[voiserPlayer]
Anayasa mahkemelerinin önüne gelen birçok sorunun siyasal nitelik taşıması, bu mahkemelerle parlâmentolar arasında zaman zaman çatışmalar yaşanmasını hemen hemen kaçınılmaz bir hale getirmiştir. Bu çatışmadan hareketle ortaya çıkan yargısal aktivizm kavramı, anayasa mahkemelerinin siyaseti doğrudan ilgilendiren konularda, yasama organının işlemlerine karşı müdahale olarak sayılabilecek kararlarını ifade etmek için kullanılmaktadır. Bu yönüyle kötü bir kavram gibi algılansa da yargısal aktivizmin olumlu etki doğurduğu örnekler de vardır. Anayasa yargısı tarafından yerine getirilen anayasaya uygunluk denetimi, anayasanın yorumlanmasını ve ona belli bir içerik kazandırılmasını gerektirdiğinden yapılacak incelemenin “amaç ve ideolojik” eksenli veya “hak ve özgürlük” eksenli olmasına göre yargısal aktivizm iyi veya kötü olarak değerlendirilebilir.

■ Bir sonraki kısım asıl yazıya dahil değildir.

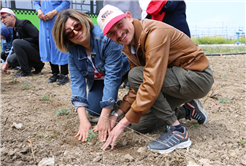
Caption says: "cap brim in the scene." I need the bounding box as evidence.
[103,14,126,35]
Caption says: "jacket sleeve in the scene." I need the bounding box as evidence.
[126,28,170,123]
[33,0,41,11]
[160,0,184,13]
[22,20,39,44]
[100,39,123,108]
[56,0,70,12]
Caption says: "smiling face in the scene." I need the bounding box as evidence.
[64,18,90,46]
[106,12,134,45]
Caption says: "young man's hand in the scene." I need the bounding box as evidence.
[101,117,131,150]
[94,108,111,142]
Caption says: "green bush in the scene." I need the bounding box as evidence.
[191,36,246,44]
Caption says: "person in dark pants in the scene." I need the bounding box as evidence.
[0,25,13,61]
[0,8,44,77]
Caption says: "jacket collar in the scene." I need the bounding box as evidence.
[122,19,143,65]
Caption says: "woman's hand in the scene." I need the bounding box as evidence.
[101,117,131,150]
[74,120,92,142]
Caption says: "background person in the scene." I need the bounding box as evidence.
[0,8,44,77]
[52,9,129,142]
[146,0,190,37]
[0,25,13,61]
[33,0,70,85]
[97,5,214,153]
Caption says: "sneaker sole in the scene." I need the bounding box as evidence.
[193,99,208,124]
[158,138,192,154]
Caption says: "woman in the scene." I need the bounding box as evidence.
[33,0,70,85]
[0,25,13,61]
[52,9,129,142]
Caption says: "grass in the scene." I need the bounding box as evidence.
[191,36,246,44]
[203,47,246,54]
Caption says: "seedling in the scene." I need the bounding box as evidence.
[11,77,17,84]
[56,109,69,116]
[21,82,30,90]
[237,141,245,148]
[42,94,50,101]
[48,134,56,141]
[86,129,97,142]
[219,97,231,103]
[190,124,200,128]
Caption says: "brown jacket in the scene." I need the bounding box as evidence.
[119,19,208,123]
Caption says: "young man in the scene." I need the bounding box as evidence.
[0,8,44,77]
[97,5,214,153]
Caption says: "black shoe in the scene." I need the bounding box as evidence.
[32,63,44,74]
[57,74,69,85]
[48,73,59,83]
[14,71,32,78]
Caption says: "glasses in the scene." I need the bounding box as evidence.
[65,22,82,39]
[0,15,8,21]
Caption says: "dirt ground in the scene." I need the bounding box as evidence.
[0,55,246,166]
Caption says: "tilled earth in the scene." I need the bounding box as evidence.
[0,55,246,166]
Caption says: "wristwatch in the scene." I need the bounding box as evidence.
[111,111,120,118]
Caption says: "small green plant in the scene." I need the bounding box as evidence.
[190,124,200,128]
[237,141,245,148]
[86,129,97,142]
[218,97,231,103]
[42,94,50,101]
[37,134,44,138]
[11,77,17,84]
[21,82,30,90]
[48,134,56,141]
[56,109,69,116]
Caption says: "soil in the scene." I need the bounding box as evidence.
[0,55,246,166]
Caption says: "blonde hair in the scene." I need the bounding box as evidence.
[52,9,94,52]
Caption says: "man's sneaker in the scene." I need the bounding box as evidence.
[48,73,59,83]
[32,63,44,74]
[57,74,69,85]
[148,126,191,154]
[14,71,32,78]
[183,99,208,124]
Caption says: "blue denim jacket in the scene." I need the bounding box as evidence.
[68,25,130,110]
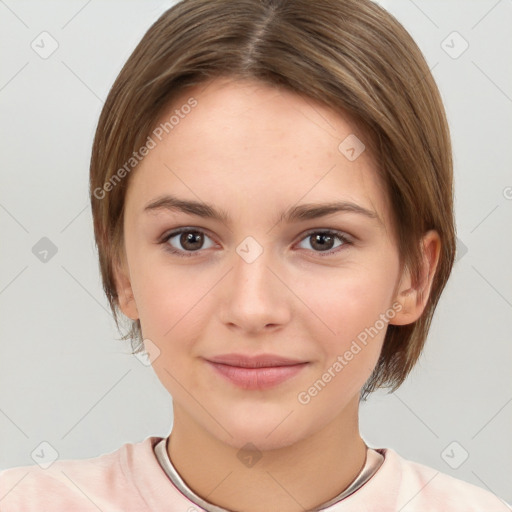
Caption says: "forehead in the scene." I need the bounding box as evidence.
[123,79,387,231]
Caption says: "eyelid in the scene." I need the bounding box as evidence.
[157,226,354,257]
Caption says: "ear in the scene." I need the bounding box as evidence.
[389,230,441,325]
[113,250,139,320]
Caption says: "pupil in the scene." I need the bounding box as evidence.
[181,231,202,251]
[313,233,333,251]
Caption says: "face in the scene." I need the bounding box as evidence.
[117,79,432,449]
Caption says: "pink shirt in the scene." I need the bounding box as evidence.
[0,437,511,512]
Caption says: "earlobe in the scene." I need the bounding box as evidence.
[113,252,139,320]
[389,230,441,325]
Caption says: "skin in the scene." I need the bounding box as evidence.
[115,79,440,512]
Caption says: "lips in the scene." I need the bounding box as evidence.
[208,354,307,368]
[206,354,309,390]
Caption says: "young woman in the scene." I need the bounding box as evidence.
[0,0,509,512]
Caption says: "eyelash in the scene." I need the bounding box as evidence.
[159,228,352,258]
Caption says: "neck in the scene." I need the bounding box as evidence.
[167,403,366,512]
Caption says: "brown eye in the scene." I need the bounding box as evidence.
[162,228,214,256]
[301,231,350,255]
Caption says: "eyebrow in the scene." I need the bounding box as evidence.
[143,195,381,224]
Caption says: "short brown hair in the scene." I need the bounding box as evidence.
[90,0,455,399]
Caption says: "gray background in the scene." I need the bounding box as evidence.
[0,0,512,503]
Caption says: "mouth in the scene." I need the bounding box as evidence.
[206,354,309,390]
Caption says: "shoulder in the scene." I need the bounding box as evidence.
[0,437,161,512]
[383,448,511,512]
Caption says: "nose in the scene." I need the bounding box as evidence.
[219,242,293,334]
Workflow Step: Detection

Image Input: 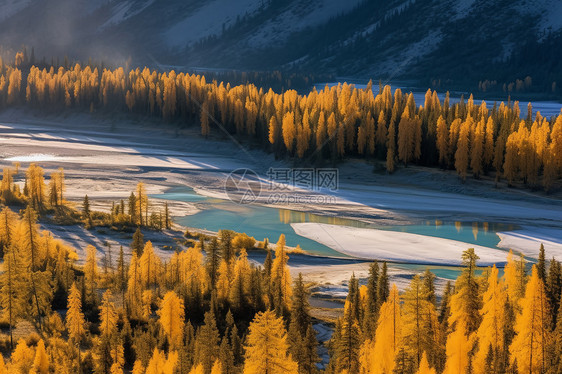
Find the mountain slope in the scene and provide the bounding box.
[0,0,562,90]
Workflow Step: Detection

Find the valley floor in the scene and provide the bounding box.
[0,110,562,304]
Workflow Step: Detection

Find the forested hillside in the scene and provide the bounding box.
[0,164,562,374]
[0,0,562,93]
[0,57,562,191]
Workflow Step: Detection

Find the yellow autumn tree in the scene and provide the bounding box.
[416,352,437,374]
[144,348,178,374]
[32,339,49,374]
[66,283,86,344]
[455,116,473,181]
[100,290,119,338]
[443,321,475,374]
[158,291,185,348]
[271,234,293,309]
[503,250,527,310]
[472,265,507,374]
[436,116,449,166]
[84,245,98,299]
[509,265,552,374]
[140,241,162,288]
[282,112,297,152]
[244,310,298,374]
[369,284,403,374]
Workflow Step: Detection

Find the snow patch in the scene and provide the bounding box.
[498,227,562,261]
[291,222,506,265]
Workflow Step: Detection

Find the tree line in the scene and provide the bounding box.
[0,165,562,374]
[328,245,562,374]
[0,56,562,191]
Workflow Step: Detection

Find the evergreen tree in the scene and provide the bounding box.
[377,262,390,305]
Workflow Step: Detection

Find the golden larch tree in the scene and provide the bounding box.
[158,291,185,348]
[472,265,507,374]
[370,284,403,374]
[244,310,298,374]
[509,266,552,374]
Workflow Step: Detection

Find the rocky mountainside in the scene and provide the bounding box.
[0,0,562,87]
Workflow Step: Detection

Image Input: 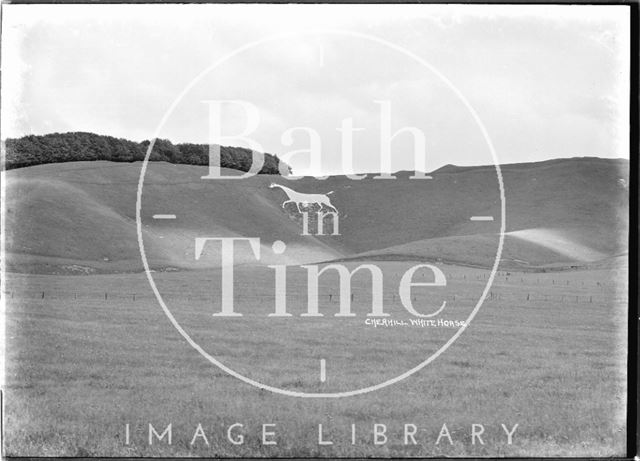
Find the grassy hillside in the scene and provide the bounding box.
[6,158,628,273]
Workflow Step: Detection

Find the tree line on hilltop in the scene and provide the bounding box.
[5,132,291,174]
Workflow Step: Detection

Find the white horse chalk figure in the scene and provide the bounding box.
[269,183,338,213]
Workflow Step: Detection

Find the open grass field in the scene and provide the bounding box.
[4,261,627,457]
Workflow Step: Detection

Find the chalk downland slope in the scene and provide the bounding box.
[6,158,629,273]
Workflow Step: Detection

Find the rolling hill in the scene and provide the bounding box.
[6,158,629,273]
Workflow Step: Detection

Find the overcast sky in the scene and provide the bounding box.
[2,4,629,174]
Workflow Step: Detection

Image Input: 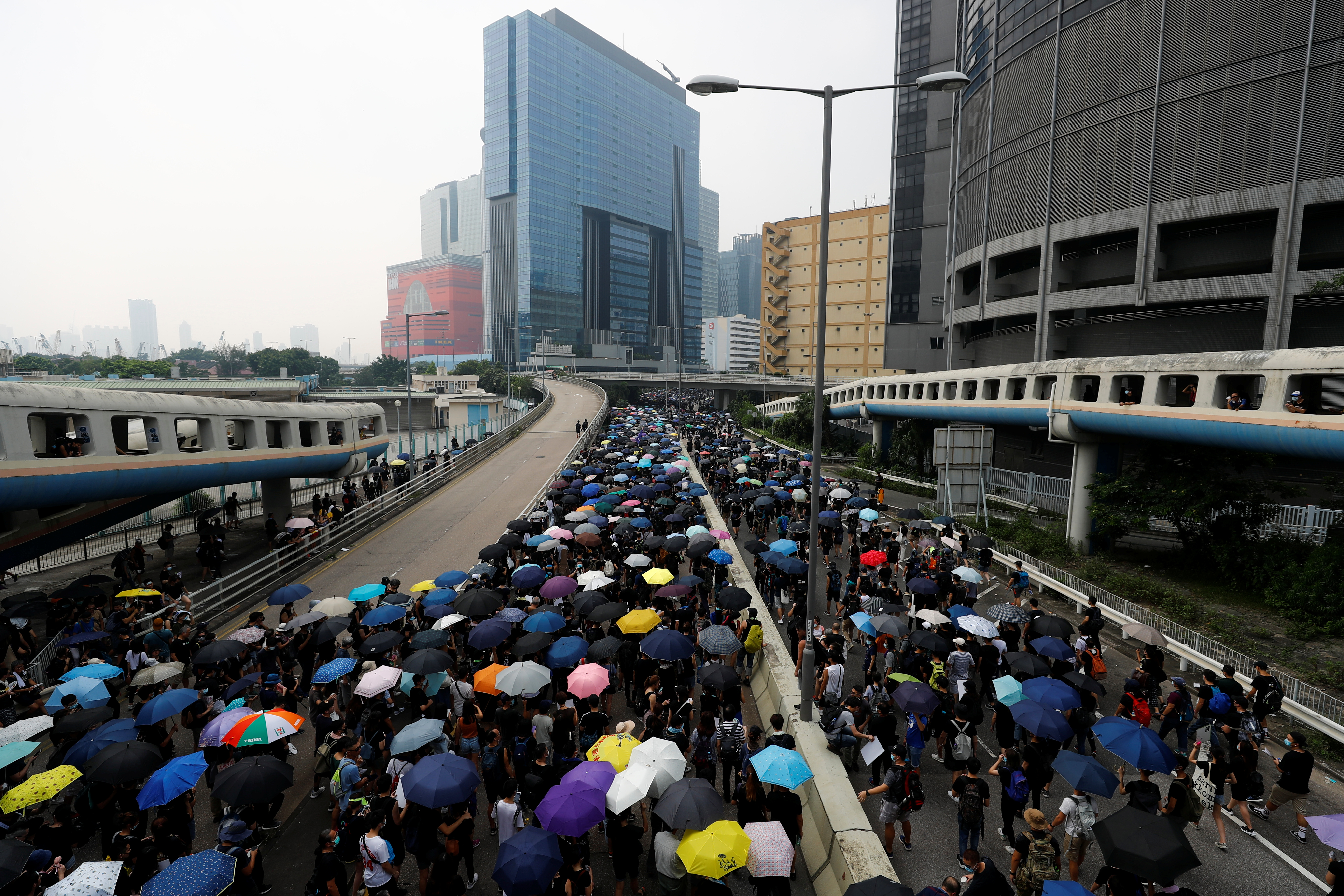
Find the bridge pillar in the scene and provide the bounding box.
[261,478,294,527]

Anayasa yargısının var olduğu ülkelerde yargısal aktivizm oldukça sık rastlanılan bir durum olmakla beraber sorun Türkiye’de farklı bir nitelik taşımaktadır. Çünkü Türkiye’de Anayasa Mahkemesinin aktivizmi, temel hakların genişletilmesi ve güçlendirilmesi yolunda bir aktivizm değil, “devletin temel değerlerini ve çıkarlarını korumaya yönelik” bir aktivizmdir. Geçmişte verilen 367 kararı, başörtüsü yasağı kararı, Fazilet Partisi kararı ve özelleştirmelerle ilgili birtakım kararlar, Türkiye’deki bazı yargısal aktivizm örnekleri olarak sayılabilir. Anayasa Mahkemesi bu kararlarında genellikle, anayasanın devletin temel niteliklerini tanımlayan ve değiştirilmesi mümkün olmayan ilk üç maddesinde toplumun huzuru, millî dayanışma ve adalet gibi, yargısal aktivizme elverişli geniş ve muğlak kavramları kendisine dayanak almaktaydı. Kamu vicdanını yaralayan bu kararlar yasama çoğunluğunun iradesine karşı alındığı için toplumun bir kesimi tarafından çoğunluk karşıtı aktivizm olarak eleştirilirdi. Toplumun taleplerini göz ardı eden bu yargısal aktivizm macerası, iptal kararlarının ardından genellikle yasama tarafından anayasal değişiklik yapılarak aşılırdı.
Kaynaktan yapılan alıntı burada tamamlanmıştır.